Abstract

In current drug discovery, a high percentage of Phase II clinical trials fail to obtain a proof of concept (POC). To solve this problem, we wanted to establish a method to search for drug targets using patient information. Although the use of AI technology in the medical and drug discovery fields is becoming popular, the clinical information is often not machine-readable, and there was an urgent need to develop a method to fully utilize it. In this study, we selected IPF (idiopathic pulmonary fibrosis), which has an ample room for exploration of effective drugs, as a target disease and developed a strategy to identify drug targets by processing medical records into structured data and further combining them with biomolecular information obtained from the serum exosome proteome.

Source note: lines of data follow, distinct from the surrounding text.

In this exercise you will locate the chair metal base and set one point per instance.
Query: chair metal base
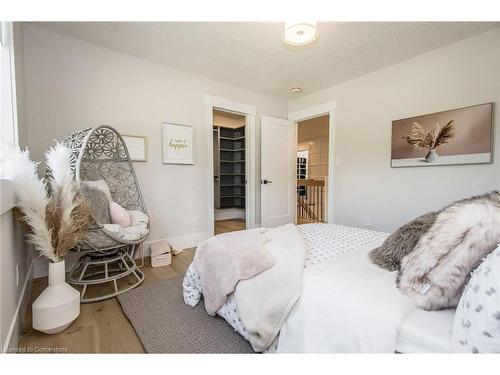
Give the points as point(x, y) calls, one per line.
point(97, 269)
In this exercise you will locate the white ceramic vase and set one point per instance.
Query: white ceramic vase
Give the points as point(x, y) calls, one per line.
point(431, 156)
point(58, 305)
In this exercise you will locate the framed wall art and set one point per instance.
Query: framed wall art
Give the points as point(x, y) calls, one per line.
point(458, 136)
point(177, 143)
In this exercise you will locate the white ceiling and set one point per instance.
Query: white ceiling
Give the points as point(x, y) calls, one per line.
point(252, 55)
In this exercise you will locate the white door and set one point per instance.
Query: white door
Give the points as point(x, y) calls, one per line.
point(278, 171)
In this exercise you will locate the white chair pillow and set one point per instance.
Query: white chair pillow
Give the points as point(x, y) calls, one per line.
point(119, 215)
point(476, 326)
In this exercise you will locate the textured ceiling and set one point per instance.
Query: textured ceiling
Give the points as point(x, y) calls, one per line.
point(252, 55)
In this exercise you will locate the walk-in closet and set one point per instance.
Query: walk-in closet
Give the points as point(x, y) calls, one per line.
point(229, 171)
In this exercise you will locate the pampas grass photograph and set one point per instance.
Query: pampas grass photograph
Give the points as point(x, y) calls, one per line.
point(56, 221)
point(454, 137)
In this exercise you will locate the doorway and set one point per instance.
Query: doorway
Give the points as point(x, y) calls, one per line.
point(312, 169)
point(229, 171)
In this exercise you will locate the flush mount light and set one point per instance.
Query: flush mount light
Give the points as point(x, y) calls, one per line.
point(300, 33)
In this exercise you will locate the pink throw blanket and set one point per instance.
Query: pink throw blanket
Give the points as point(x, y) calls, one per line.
point(222, 261)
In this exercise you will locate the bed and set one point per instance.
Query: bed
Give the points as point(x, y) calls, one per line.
point(337, 255)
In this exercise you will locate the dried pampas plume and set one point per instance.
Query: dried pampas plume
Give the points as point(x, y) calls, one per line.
point(57, 222)
point(420, 139)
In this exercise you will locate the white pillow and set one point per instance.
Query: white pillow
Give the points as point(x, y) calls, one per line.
point(119, 215)
point(476, 326)
point(99, 185)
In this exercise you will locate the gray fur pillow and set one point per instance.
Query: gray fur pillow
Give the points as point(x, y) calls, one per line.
point(99, 204)
point(401, 242)
point(435, 273)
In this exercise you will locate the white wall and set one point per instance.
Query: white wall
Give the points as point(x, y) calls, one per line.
point(71, 84)
point(15, 256)
point(457, 75)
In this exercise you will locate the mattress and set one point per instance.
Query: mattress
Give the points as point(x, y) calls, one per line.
point(421, 331)
point(426, 332)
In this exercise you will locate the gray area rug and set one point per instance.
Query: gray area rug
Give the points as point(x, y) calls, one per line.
point(165, 324)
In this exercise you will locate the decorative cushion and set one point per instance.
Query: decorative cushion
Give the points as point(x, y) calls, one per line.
point(98, 203)
point(100, 185)
point(119, 215)
point(401, 242)
point(434, 274)
point(476, 327)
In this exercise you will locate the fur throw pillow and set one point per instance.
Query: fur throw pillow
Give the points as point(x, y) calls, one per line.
point(98, 203)
point(401, 242)
point(435, 273)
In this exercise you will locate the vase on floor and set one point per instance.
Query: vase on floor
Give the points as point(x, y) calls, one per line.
point(58, 305)
point(431, 156)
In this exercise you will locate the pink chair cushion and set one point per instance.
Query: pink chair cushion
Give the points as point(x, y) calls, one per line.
point(119, 215)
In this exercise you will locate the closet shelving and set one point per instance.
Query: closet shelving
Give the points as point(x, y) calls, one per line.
point(230, 149)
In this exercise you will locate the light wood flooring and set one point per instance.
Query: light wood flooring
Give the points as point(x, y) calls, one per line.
point(102, 326)
point(230, 225)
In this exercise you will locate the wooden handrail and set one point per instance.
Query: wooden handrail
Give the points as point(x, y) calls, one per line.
point(310, 199)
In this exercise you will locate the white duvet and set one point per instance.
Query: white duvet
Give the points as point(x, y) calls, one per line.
point(347, 305)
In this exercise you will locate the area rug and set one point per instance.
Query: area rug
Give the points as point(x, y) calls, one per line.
point(165, 324)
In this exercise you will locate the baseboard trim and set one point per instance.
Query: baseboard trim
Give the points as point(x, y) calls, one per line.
point(13, 335)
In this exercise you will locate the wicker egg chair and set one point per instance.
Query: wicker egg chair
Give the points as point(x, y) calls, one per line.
point(101, 154)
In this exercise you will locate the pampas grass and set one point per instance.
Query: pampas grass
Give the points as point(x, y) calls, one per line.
point(420, 139)
point(56, 222)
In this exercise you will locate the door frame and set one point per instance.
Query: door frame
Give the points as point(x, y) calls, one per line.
point(293, 165)
point(316, 111)
point(250, 113)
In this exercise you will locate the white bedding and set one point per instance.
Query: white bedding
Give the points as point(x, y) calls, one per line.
point(325, 242)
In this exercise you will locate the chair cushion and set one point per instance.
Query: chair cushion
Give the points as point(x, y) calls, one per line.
point(119, 215)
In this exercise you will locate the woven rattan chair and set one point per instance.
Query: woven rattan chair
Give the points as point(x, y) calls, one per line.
point(107, 260)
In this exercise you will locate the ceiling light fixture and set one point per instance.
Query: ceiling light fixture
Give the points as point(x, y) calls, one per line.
point(300, 33)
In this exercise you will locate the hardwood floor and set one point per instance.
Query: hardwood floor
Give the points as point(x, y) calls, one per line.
point(101, 327)
point(230, 225)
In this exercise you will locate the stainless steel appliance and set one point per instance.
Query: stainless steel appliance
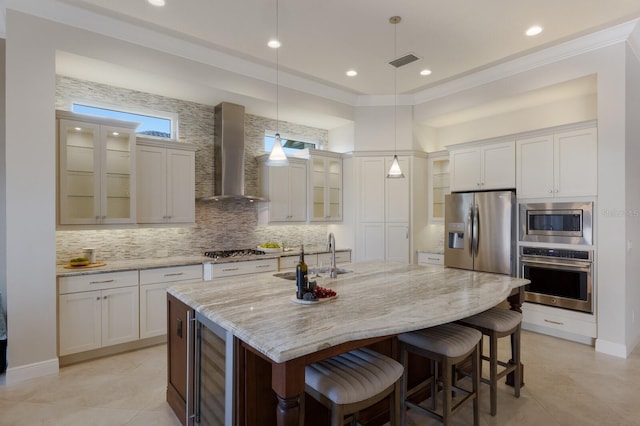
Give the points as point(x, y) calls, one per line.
point(568, 223)
point(480, 231)
point(213, 398)
point(559, 277)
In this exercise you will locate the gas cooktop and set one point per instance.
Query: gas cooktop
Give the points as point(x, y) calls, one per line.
point(221, 254)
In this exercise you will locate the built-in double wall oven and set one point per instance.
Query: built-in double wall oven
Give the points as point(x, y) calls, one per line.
point(561, 274)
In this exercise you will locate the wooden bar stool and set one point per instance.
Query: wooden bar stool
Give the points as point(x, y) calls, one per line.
point(497, 323)
point(353, 381)
point(447, 345)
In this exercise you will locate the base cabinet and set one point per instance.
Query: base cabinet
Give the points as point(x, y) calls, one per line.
point(180, 359)
point(153, 295)
point(97, 311)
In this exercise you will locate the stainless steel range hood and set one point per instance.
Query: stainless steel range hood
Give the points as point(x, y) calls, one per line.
point(228, 154)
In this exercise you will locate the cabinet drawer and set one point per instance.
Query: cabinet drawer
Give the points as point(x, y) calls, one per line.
point(246, 267)
point(341, 257)
point(287, 262)
point(559, 319)
point(430, 258)
point(170, 274)
point(78, 283)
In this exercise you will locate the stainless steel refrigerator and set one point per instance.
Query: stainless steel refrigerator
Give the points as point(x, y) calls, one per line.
point(480, 231)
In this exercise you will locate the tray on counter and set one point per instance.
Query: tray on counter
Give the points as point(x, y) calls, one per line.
point(91, 265)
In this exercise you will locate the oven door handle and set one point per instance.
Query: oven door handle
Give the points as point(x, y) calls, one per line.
point(582, 266)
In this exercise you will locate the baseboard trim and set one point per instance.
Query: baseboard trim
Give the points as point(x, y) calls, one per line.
point(31, 371)
point(611, 348)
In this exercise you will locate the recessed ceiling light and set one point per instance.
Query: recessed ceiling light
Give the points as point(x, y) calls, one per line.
point(533, 30)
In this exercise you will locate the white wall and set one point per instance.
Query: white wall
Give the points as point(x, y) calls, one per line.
point(30, 197)
point(3, 180)
point(341, 138)
point(632, 213)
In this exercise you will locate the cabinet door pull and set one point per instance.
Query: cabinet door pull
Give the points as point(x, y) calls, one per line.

These data were analyzed in a data-driven manner and several proteins were found to be highly expressed in a group of patients with clinical features of IPF. These proteins included molecules targeted by nintedanib, but also included molecules that have not been reported to be associated with IPF. The pathway analysis identified several biological networks and several agents, for example, ponatinib, the multi-tyrosine kinase inhibitor, were predicted as upstream regulators of these networks, and their inhibitory effects on epithelial-mesenchymal transition (EMT) were confirmed. In this study, we have developed a strategy to use real-world clinical information, and we believe that this strategy can be widely applied to a variety of diseases and help the searching of drug targets in a sustainable way.